Nie zuvor in der von Kolonialismus und ideologischen Grabenkämpfen gekennzeichneten Geschichte der Beziehungen zwischen China und dem Westen ist ein westlicher Regierungschef so bescheiden und demutsvoll in Peking aufgetreten wie der Kanzler während seines eintägigen Arbeitsbesuchs am Mittwoch. Schröder geht es um den „Anstand in der Weltpolitik“, als er mit einer „Entschuldigung ohne Wenn und Aber“ sein Stelldichein bei den kommunistischen Parteiführern gibt. Kein Small talk entweicht zur Begrüßung seinen Lippen, kein Lächeln versüßt die Botschaft. Schröder ist angekommen bei einer Nation, deren „moralische Empörung“ man nach seinen Worten nicht unterschätzen darf.
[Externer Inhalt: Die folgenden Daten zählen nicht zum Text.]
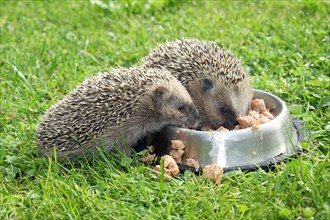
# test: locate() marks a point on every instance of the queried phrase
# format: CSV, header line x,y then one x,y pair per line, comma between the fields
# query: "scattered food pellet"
x,y
149,158
170,167
192,163
151,149
223,129
177,150
177,155
213,172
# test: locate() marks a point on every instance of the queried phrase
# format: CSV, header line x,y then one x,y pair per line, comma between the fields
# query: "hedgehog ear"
x,y
206,85
159,95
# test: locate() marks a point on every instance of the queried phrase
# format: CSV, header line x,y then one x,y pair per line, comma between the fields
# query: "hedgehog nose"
x,y
193,121
231,124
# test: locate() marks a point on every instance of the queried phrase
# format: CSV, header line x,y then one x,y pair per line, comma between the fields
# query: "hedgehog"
x,y
114,110
215,79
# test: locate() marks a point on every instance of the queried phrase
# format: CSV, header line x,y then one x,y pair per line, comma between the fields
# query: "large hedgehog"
x,y
116,108
214,78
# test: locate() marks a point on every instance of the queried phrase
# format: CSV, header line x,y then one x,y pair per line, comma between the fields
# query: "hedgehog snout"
x,y
193,120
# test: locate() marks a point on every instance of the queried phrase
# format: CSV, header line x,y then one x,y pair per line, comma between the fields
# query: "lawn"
x,y
49,47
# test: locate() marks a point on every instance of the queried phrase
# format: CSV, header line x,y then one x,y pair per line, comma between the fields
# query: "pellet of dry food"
x,y
206,128
213,172
246,121
192,163
170,167
267,114
222,129
151,149
237,127
177,155
178,145
258,105
149,158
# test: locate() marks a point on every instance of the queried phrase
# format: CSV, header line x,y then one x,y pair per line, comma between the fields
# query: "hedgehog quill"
x,y
115,109
215,79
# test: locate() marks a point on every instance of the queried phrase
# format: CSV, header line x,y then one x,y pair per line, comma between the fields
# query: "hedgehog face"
x,y
220,104
176,107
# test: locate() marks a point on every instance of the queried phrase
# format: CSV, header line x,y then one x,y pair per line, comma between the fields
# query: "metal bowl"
x,y
244,149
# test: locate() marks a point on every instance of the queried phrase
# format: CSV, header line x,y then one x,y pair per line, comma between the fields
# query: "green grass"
x,y
48,47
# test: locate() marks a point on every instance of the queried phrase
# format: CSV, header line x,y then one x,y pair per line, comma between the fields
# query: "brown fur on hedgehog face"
x,y
219,104
191,61
170,105
174,110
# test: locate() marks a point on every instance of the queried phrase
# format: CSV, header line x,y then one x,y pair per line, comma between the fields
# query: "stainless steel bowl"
x,y
244,149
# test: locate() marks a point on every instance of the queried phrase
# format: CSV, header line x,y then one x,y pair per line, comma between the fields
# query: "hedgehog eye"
x,y
224,110
181,107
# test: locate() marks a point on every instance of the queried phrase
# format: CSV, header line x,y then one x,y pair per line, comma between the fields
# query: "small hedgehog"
x,y
115,109
215,79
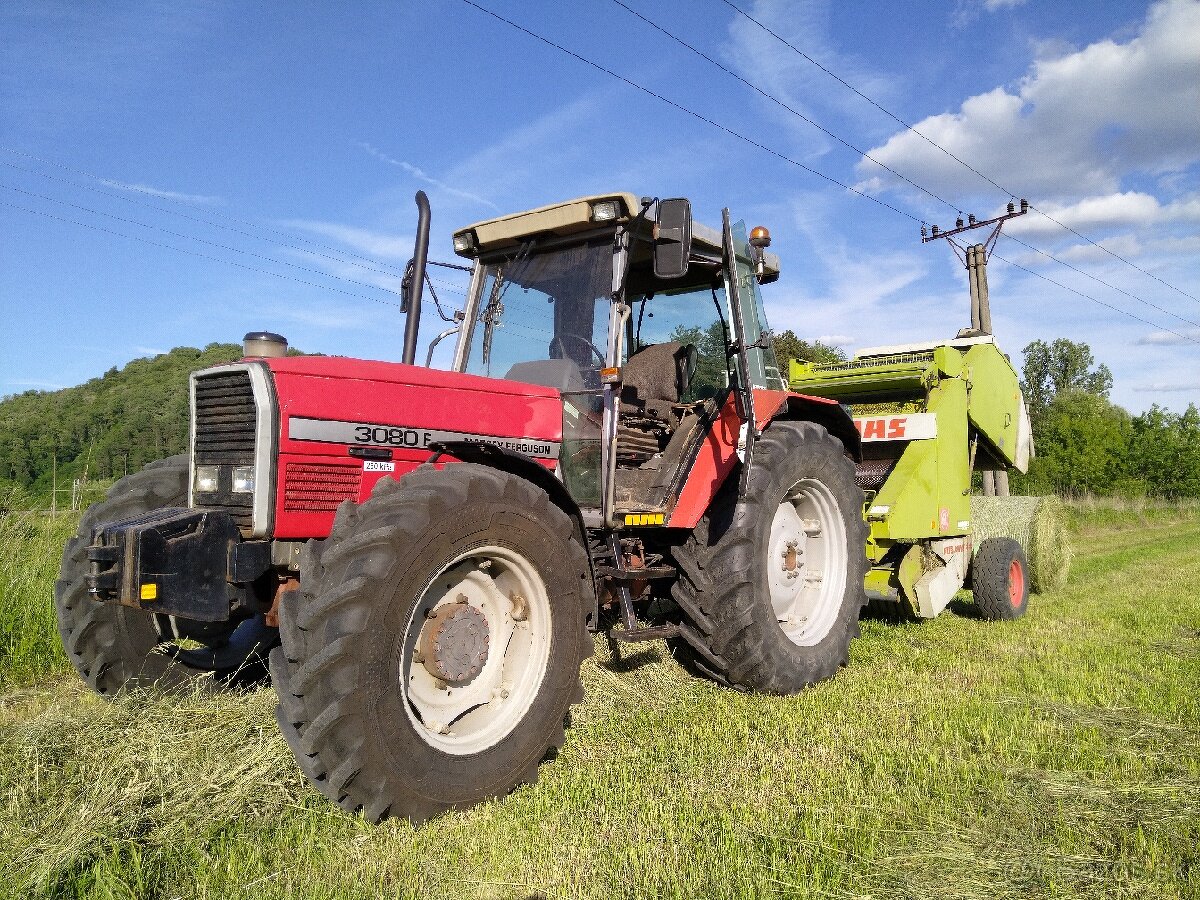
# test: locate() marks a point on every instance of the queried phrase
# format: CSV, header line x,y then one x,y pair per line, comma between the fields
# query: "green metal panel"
x,y
995,397
925,496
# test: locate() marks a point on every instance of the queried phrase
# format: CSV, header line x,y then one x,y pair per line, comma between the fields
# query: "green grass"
x,y
1054,756
30,550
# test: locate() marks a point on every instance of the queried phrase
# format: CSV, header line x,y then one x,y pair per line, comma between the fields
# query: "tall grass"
x,y
1054,756
30,550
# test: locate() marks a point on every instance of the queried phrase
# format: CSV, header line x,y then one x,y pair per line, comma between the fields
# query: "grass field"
x,y
1055,756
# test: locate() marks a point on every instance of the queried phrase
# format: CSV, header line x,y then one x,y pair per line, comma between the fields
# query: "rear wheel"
x,y
437,643
115,647
1000,579
773,581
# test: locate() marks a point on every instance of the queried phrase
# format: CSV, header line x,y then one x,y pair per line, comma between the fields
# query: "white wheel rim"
x,y
807,563
507,589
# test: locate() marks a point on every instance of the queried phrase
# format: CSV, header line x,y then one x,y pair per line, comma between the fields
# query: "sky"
x,y
175,174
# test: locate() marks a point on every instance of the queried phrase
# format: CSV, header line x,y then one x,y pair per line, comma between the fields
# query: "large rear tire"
x,y
117,647
436,646
773,581
1000,579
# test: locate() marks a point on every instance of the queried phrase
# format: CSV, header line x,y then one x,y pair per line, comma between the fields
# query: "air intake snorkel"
x,y
411,291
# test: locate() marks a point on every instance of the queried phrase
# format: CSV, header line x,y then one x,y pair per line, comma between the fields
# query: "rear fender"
x,y
515,463
718,455
831,414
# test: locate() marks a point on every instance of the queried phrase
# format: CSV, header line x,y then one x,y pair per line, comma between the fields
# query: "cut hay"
x,y
1037,522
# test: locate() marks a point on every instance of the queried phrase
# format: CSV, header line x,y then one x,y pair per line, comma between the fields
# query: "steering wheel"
x,y
562,346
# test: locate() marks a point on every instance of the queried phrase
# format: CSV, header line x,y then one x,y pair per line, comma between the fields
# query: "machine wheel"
x,y
115,647
773,582
436,646
1000,579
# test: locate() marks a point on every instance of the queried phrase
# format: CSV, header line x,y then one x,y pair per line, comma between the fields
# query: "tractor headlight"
x,y
205,479
605,210
244,479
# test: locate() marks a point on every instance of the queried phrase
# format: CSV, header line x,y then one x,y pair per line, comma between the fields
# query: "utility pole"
x,y
975,258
So endet der „Gang nach Canossa“, als der sich die Reise unter dem Eindruck landesweiter Massenproteste zunächst präsentierte, mit einem versöhnlichen Gipfelgespräch. Partei- und Staatschef Jiang Zemin selbst wechselt den Tonfall, als er am Abend im Staatsgästehaus Diaoyutai die Delegation mit Handschlag und ein paar deutschen Floskeln begrüßt. Spätestens da ist klar, daß der GAU nicht eintritt. Die KP-Führung will keinen Bruch mit dem Westen. Und ein unprätentiöser Schröder macht es den Gastgebern leicht.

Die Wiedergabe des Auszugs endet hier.